I think New Yorkers want a candidate who speaks from the center for common sense New Yorkers, not from the far left of the Democratic Party -- that's right.

(APPLAUSE) The people of our state -- of our great state are looking for a senator who can be great senator on day one. And ladies and gentlemen, if you agree, then I am your candidate, and I ask you to join me today.


Thank you. Thank you.

RANDALL: Lazio of West Islet, Long Island announcing he is indeed a candidate for the Republican Senate nomination in New York in a race against Democrat Hillary Rodham Clinton.

John Fund from the "Wall Street Journal" has been listening to this from our bureau in Manhattan.

John, I think a theme was set early on in this speech, when Lazio said, "For me, 'I love New York' is no mere slogan. This my home once and always." Any doubts he will make this a campaign in which Hillary Rodham Clinton is the issue? FUND: Gene, the only think he didn't do was literally take stakes through his shoes and plant them in the earth of New York. It was amazing. He clearly had did three things in speech. One is he established himself as the New York candidate, playing off his accent, which is certainly far more New Yorkish than Rudy Giuliani's or Hillary Clinton.

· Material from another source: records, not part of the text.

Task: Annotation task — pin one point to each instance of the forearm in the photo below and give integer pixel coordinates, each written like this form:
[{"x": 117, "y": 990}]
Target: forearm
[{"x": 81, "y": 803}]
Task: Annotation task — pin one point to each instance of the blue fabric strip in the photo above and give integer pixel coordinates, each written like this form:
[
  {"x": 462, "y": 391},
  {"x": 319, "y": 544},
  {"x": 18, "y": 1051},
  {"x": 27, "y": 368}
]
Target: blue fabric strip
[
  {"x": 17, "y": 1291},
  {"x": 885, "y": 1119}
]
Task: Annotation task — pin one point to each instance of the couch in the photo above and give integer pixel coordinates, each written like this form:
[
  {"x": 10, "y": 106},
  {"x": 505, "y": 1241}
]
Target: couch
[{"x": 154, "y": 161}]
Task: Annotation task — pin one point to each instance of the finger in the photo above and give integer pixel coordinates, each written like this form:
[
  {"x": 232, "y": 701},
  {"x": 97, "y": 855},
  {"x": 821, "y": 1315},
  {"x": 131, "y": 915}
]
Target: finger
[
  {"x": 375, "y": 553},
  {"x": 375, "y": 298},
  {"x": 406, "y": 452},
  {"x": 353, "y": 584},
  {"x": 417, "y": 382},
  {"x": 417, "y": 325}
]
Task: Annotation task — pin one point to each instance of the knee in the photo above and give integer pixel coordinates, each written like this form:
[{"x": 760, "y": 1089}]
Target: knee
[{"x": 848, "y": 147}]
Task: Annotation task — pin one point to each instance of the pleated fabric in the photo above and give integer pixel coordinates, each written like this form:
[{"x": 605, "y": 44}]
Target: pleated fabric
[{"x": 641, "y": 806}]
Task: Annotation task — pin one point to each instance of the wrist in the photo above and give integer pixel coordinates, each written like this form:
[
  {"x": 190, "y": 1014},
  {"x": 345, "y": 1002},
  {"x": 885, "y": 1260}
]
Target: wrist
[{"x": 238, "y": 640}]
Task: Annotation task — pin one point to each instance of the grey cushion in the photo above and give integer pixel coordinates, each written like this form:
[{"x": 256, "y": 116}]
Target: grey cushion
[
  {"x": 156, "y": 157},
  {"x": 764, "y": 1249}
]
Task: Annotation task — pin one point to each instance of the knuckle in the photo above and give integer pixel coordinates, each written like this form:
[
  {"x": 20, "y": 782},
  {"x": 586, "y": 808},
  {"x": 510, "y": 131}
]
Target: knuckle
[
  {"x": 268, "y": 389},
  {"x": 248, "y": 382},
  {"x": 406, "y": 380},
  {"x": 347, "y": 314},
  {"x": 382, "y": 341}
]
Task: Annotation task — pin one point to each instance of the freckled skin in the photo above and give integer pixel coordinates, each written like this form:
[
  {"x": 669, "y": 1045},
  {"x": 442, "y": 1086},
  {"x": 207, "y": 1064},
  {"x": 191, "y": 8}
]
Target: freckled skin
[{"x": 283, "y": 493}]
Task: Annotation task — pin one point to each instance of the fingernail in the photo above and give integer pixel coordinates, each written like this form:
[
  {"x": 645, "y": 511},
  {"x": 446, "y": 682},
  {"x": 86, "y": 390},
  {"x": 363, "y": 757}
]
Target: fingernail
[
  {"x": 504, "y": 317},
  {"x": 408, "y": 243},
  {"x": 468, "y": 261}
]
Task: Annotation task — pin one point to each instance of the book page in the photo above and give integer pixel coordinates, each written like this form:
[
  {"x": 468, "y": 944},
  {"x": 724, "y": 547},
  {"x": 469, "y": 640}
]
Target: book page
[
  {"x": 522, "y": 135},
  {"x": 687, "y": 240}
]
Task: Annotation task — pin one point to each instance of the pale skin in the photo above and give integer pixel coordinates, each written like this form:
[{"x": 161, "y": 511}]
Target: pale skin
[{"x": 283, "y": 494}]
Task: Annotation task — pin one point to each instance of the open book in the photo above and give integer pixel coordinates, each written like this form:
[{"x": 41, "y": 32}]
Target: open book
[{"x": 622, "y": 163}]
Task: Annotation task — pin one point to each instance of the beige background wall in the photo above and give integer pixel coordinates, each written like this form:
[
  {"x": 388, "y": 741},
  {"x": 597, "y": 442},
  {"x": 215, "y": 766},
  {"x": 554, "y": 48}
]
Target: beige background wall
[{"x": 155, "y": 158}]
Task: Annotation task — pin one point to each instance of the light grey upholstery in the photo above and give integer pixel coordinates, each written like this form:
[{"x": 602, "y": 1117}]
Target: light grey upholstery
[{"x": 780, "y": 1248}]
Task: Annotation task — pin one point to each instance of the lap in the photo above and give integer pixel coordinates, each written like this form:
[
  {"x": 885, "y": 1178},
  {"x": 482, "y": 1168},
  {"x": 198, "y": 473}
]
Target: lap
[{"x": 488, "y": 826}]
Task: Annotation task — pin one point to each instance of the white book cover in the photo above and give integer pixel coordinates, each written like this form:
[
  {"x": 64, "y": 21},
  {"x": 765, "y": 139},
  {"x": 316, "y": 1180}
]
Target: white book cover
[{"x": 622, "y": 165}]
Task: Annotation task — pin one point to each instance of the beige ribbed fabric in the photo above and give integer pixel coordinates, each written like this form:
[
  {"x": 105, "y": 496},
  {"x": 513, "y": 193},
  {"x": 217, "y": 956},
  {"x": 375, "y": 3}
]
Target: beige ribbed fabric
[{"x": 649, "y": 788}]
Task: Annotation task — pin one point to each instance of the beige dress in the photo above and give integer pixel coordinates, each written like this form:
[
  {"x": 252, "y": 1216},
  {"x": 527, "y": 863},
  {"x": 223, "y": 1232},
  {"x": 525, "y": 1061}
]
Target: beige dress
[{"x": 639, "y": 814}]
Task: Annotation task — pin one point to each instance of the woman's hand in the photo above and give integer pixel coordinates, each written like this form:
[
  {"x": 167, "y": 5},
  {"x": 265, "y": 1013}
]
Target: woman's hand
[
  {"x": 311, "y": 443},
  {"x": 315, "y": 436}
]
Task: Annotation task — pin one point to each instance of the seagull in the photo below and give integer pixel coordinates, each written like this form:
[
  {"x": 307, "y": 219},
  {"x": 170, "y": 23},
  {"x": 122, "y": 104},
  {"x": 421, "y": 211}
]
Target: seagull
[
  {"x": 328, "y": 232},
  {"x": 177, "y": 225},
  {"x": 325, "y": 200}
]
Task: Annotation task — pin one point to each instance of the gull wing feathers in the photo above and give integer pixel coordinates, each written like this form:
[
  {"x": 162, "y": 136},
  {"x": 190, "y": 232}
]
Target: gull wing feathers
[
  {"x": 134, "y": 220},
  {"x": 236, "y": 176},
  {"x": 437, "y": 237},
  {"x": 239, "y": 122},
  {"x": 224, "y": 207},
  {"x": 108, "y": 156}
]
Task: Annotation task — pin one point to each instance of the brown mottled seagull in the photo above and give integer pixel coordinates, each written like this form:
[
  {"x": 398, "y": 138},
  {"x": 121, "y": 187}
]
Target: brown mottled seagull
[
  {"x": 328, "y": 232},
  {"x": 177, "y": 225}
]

And then took what he call the age-old issues the Democrats like to throw at Republicans, abortion, guns and the environment -- and he basically tried diffuse them. He said, if want to paint me as a Newt Gingrich Republican, you're going to have trouble, because my positions are fairly moderate by New York standards. And the third thing that he did, was I think he showed a lot of humor and grace. He's clearly not a stiff guy. Probably did very well for an opening bid in terms of needling Hillary Rodham Clinton without insulting her.

RANDALL: John, I suppose the only opportunity he might have missed is that he said "forget about it" instead of "fuhgetaboutit."

John Fund of the "Wall Street Journal," thanks very much.